One can book train tickets at (a) train stations (b) travel agents or, most conveniently (c) online. There are several train classes: second class (SC, not recommend for long distance travel); non-AC sleeper (SL); three-tier AC bunk (AC3); two-tier AC bunk (AC2) and first class AC (AC1). Here are photos of the different train classes. During my entire trip, I traveled by sleeper class (pictured below).
Sleeper class, from New Jaipalguri to Mughal Sarai (en route to Varanasi)
Tickets can be booked as early as 90 days before the journey date. But even when fully booked, one can still buy seats as wait-listed passengers. Waitlisted passengers can check their PNR status online, or from the ticket collector (TC) at the train station within two hours before the departure time.

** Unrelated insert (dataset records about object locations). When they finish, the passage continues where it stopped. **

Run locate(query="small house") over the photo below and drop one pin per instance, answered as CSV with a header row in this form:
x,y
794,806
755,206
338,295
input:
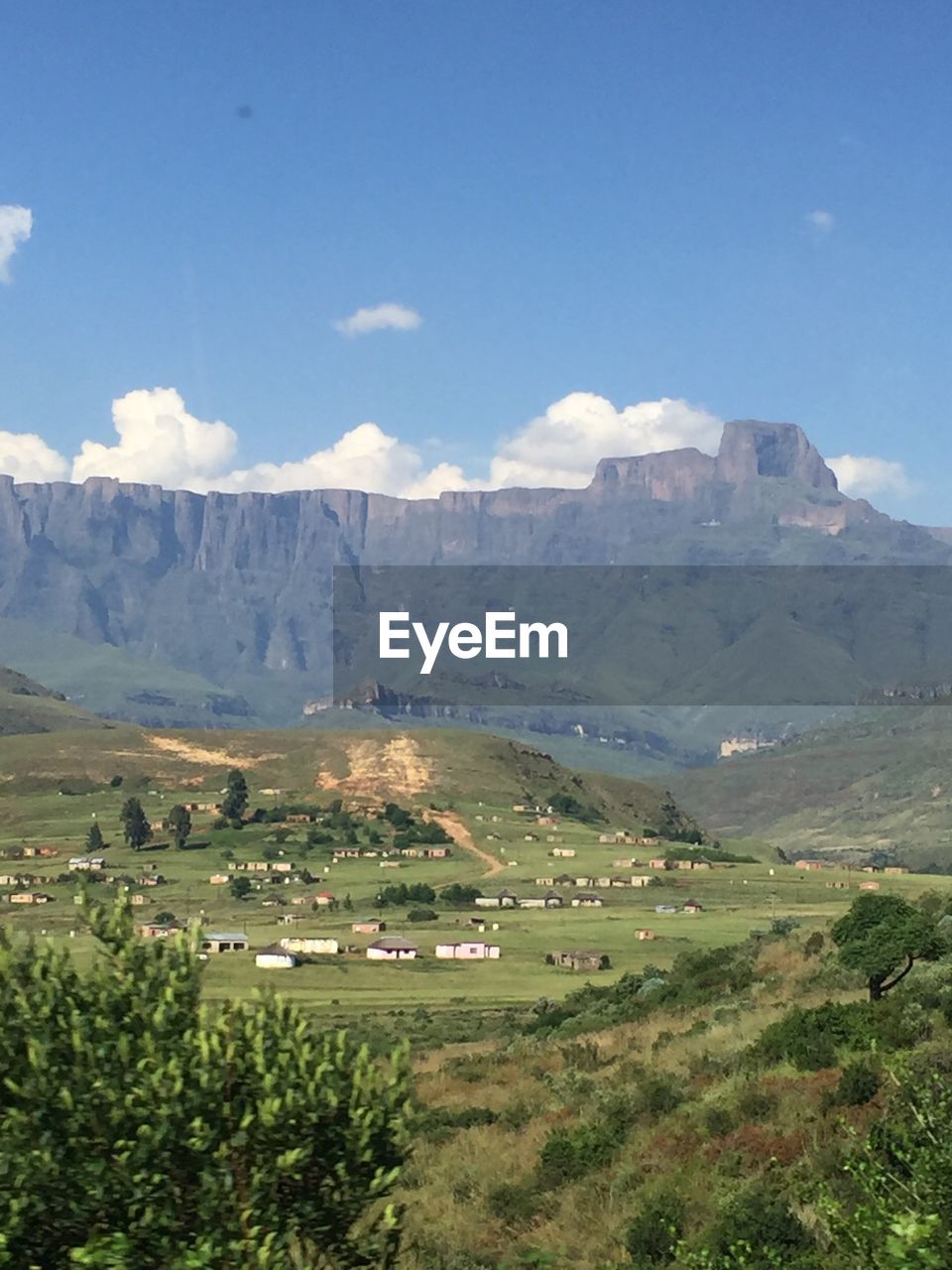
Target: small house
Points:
x,y
585,959
393,948
276,957
225,942
159,930
368,926
468,952
587,899
316,945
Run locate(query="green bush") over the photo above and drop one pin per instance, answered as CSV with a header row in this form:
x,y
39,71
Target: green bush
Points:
x,y
571,1153
513,1205
178,1134
654,1230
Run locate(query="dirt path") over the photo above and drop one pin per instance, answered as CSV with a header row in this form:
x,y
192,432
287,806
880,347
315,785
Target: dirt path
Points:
x,y
206,757
395,767
457,830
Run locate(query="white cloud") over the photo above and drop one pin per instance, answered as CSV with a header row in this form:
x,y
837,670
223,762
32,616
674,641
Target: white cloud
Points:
x,y
865,476
563,445
160,444
380,318
366,458
16,227
26,456
821,222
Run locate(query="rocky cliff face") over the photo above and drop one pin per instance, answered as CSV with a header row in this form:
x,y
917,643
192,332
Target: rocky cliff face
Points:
x,y
239,584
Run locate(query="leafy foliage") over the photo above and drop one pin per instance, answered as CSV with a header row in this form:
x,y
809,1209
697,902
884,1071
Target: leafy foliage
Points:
x,y
140,1128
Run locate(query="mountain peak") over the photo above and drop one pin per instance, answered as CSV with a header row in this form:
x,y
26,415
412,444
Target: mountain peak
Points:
x,y
751,448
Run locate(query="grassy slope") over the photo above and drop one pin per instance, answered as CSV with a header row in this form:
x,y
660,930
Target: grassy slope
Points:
x,y
479,778
27,706
738,1124
880,781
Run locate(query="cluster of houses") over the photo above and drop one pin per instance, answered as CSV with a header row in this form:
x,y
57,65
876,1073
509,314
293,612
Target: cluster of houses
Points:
x,y
28,852
289,952
507,898
816,865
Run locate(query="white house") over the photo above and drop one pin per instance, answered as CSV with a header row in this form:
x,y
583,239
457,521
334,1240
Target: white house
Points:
x,y
276,957
393,948
308,944
468,952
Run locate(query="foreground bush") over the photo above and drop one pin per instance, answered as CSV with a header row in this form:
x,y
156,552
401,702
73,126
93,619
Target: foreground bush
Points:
x,y
143,1130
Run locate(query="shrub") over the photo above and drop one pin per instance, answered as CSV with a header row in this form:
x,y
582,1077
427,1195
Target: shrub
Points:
x,y
571,1153
513,1205
658,1095
858,1083
654,1230
761,1216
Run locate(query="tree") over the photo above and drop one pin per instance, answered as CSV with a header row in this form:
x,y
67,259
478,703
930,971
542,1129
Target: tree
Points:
x,y
181,1137
135,825
235,797
240,887
94,837
883,934
180,826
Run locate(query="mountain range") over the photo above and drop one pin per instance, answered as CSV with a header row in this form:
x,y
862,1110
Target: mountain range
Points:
x,y
176,608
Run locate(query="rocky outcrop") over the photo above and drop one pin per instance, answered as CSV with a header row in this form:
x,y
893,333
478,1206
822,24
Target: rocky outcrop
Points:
x,y
236,585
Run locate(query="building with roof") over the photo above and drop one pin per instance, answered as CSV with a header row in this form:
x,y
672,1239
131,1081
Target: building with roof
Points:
x,y
393,948
276,957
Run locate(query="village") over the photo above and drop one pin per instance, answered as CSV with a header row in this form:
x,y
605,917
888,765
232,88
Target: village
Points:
x,y
356,885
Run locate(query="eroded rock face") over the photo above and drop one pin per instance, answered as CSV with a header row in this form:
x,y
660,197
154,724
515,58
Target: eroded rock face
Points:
x,y
232,584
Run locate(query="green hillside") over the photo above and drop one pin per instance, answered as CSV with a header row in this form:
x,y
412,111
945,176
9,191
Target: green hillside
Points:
x,y
27,706
879,783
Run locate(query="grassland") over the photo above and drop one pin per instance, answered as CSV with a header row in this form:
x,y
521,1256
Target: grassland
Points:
x,y
878,781
474,780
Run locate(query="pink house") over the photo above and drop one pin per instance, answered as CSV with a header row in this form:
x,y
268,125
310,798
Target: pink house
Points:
x,y
468,952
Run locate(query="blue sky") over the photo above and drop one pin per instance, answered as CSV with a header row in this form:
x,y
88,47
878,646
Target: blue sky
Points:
x,y
606,198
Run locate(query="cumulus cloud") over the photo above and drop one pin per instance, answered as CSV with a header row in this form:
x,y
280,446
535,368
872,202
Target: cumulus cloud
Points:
x,y
865,476
380,318
26,456
562,445
159,444
366,458
821,221
16,227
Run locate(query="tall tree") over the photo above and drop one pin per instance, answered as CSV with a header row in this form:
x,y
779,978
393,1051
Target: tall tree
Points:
x,y
884,937
235,797
135,825
180,1137
180,825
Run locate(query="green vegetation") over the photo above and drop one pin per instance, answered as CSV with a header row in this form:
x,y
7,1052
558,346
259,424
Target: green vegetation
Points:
x,y
139,1128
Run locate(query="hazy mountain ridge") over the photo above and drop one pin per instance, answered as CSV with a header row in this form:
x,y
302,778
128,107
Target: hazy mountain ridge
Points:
x,y
235,588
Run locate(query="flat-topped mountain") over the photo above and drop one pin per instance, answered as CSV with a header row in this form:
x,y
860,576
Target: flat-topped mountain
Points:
x,y
231,592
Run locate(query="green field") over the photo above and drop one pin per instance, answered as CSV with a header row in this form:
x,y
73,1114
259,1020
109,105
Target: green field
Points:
x,y
454,772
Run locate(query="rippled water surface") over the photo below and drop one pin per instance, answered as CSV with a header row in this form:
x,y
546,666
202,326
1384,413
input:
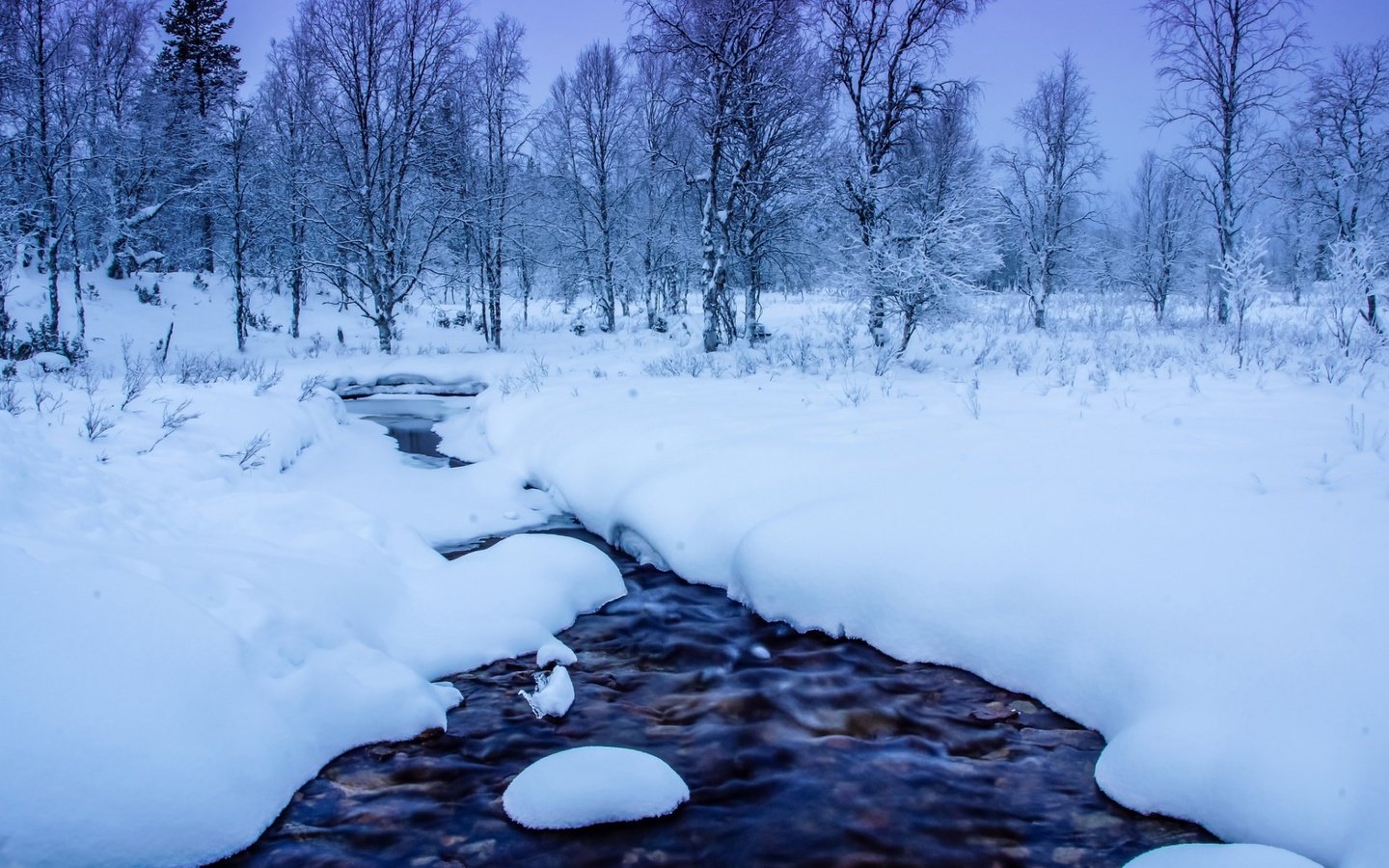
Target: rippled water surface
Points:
x,y
798,748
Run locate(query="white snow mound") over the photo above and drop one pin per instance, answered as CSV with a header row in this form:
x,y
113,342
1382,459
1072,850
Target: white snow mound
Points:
x,y
553,693
1221,855
585,786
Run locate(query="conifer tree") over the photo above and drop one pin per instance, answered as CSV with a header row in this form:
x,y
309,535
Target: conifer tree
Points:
x,y
201,74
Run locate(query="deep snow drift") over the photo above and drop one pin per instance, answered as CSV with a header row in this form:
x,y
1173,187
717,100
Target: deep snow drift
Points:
x,y
203,603
186,642
1183,568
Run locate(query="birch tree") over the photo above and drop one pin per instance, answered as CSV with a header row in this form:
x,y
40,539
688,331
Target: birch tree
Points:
x,y
1228,66
1048,196
1161,236
714,46
1347,122
385,64
501,71
884,56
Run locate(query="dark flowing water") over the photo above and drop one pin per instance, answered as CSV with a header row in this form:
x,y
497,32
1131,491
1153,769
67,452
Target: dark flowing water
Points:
x,y
798,748
410,420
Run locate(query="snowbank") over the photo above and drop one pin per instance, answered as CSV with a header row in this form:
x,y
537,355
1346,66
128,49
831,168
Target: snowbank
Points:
x,y
186,637
1184,568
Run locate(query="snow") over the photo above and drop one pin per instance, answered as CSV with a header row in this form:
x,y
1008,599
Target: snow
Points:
x,y
186,642
1168,546
555,652
553,693
585,786
1220,855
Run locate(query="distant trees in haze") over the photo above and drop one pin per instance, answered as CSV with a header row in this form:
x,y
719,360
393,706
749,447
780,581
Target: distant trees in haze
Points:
x,y
728,150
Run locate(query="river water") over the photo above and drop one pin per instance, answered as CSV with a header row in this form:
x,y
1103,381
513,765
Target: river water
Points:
x,y
798,748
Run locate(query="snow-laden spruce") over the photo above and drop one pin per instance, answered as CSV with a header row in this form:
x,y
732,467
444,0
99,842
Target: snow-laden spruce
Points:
x,y
585,786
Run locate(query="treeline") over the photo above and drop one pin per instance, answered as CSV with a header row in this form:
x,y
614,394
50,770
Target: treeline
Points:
x,y
728,149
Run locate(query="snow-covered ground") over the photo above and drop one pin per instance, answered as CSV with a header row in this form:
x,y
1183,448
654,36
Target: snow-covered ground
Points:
x,y
1173,543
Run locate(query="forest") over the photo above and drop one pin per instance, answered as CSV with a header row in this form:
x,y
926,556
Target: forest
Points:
x,y
726,151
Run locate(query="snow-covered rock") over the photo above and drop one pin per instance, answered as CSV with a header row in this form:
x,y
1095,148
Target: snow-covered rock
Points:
x,y
585,786
555,652
1220,855
553,693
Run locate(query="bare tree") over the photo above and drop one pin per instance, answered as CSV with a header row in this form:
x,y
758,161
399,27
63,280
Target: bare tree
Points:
x,y
1049,178
587,135
286,96
884,56
662,204
1347,120
1228,66
499,72
44,49
940,239
779,139
237,174
385,66
117,57
1161,237
716,46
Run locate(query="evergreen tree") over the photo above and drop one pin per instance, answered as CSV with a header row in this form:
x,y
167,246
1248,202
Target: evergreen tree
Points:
x,y
199,74
195,62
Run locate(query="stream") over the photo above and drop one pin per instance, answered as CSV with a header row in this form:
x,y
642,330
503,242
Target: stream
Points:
x,y
798,748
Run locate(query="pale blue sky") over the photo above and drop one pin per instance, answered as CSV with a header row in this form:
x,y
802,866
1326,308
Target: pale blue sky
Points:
x,y
1006,49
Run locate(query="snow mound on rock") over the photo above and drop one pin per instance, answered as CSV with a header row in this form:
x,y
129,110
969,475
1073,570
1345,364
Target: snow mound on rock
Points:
x,y
584,786
1221,855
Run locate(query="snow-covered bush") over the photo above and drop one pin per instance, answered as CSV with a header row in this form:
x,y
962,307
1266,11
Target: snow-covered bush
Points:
x,y
1356,272
1244,280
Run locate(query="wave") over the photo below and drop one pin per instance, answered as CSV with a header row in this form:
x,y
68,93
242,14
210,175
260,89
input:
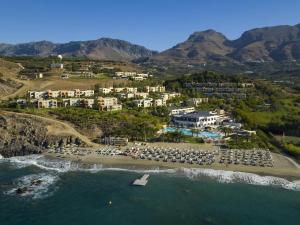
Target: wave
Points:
x,y
242,177
222,176
35,186
63,166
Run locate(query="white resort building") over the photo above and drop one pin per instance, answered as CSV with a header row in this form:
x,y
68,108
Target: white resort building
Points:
x,y
196,119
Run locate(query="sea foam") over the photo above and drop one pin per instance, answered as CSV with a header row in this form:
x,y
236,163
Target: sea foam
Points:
x,y
242,177
44,189
63,166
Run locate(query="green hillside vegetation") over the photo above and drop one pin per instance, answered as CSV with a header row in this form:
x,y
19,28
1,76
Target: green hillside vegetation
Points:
x,y
133,124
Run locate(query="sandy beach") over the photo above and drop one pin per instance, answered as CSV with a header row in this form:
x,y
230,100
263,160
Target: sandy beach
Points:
x,y
283,166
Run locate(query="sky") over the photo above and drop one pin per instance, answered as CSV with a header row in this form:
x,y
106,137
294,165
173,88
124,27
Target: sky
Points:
x,y
155,24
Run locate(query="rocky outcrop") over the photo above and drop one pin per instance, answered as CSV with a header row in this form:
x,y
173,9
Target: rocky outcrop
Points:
x,y
23,136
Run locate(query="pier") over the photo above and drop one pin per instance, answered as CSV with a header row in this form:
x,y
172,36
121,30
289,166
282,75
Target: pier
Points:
x,y
141,181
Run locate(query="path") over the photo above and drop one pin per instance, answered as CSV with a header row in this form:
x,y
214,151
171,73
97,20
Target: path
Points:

Train travel immerses visitors in daily Indian life
Buying tickets in train stations can be horrendous, if not time-consuming, especially in big cities. In Kolkata, my travel companion and I attempted to book tickets to Siliguri, en route to Darjeeling, at Sealdah train station. And it was stressful to say the least, figuring out the schedule from the time tables, filling up the reservation forms and finding the right queues, while keeping watch over our belongings. We ended up taking the bus instead.
The most convenient way is to purchase tickets from booking agents (for a commission) or online at ClearTrip. Credit card payments for wait-listed tickets that eventually did not get confirmed will be refunded (My reservations, which were waitlisted because I just made them during my trip, were all refunded).
Platform at New Jaipalguri Train Station
What happens if your waitlisted ticket doesn’t get confirmed, and you really have to get on that train? No need to worry! Approach the ticket collector (TC) or tourism assistance officer. They can help you get an “open ticket” which will get you on your desired train without reserved seating. On board, the ticket examiner can assign you a seat, or transfer you to another class, if seats are available. You’ll have to pay the corresponding price difference on top of your “open ticket”.